While attending college locally, Supernova played keys in a band that achieved a modest degree of international renown. They played with jazz legends and toured the Philippines and Thailand.

When that band dissolved two years ago, the Captain was stranded at another crossroads. He’d been writing weird space songs, buying old synthesizers off Craigslist and attempting to divine a new direction.

Sage advice came from his good friend, multi-instrumentalist and soul interpreter Adrian Younge.

“[Younge] told me to ‘fuck what everyone thinks, just do what you want do,’?” Supernova says. “It gave me the confidence to run with these different influences, use raw ’70s drums and synthesizers, and try to avoid samples.”
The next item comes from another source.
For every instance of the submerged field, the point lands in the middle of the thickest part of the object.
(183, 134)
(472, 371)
The first efforts were a semi-joke: cheesy ‘80s synths and boom-chicka bass.

But Supernova’s solo flights and collaborations with “General Pulsar” grew more refined. He dipped into his savings to buy high-priced, vintage synths and taught himself the talkbox.
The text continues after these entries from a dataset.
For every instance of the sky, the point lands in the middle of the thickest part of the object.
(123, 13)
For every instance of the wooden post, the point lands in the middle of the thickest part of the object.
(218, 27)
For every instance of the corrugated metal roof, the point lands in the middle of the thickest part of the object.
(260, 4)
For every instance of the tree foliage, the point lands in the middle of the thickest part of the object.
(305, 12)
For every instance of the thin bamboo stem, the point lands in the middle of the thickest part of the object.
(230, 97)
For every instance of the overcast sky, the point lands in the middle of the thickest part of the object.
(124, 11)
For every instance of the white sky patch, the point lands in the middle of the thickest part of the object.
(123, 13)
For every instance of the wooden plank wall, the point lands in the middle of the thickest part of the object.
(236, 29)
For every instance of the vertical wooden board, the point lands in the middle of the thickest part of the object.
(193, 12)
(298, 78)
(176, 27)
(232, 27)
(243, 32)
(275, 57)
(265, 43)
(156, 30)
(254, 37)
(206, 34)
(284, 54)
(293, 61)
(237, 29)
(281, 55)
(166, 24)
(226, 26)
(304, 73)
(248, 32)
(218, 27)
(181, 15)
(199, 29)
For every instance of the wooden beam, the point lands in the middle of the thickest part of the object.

The final touch was the 2001: A Space Odyssey–inspired artwork and the narrative of Captain Supernova (written by Seth Hansen). Released last month, Visions of the Unknown functions as a fictional soundtrack to the story of the Captain’s early years as a young orphan named Hermenius.

“No one knows his past, he’s made fun of, picked on, an outcast at a special school for really talented kids who have no family,” Supernova says, whose own past struggles and present circumstances are partially sublimated in the story. (When he’s not scoring intergalactic orphanage funk, Supernova teaches high school–age special education students.)

“He’s trying to find himself and a way,” he continues. “Each song depicts a different part of his path.”

And then the man behind the character backtracks just slightly. He reiterates the desire to retain some mystery in the interplay between story and music.

In a world of infinite trivial facts, it can occasionally be better to know a few less.

“None of the specifics really matter,” Supernova concludes. “I just really want the music to take people away and get their imaginations floating.”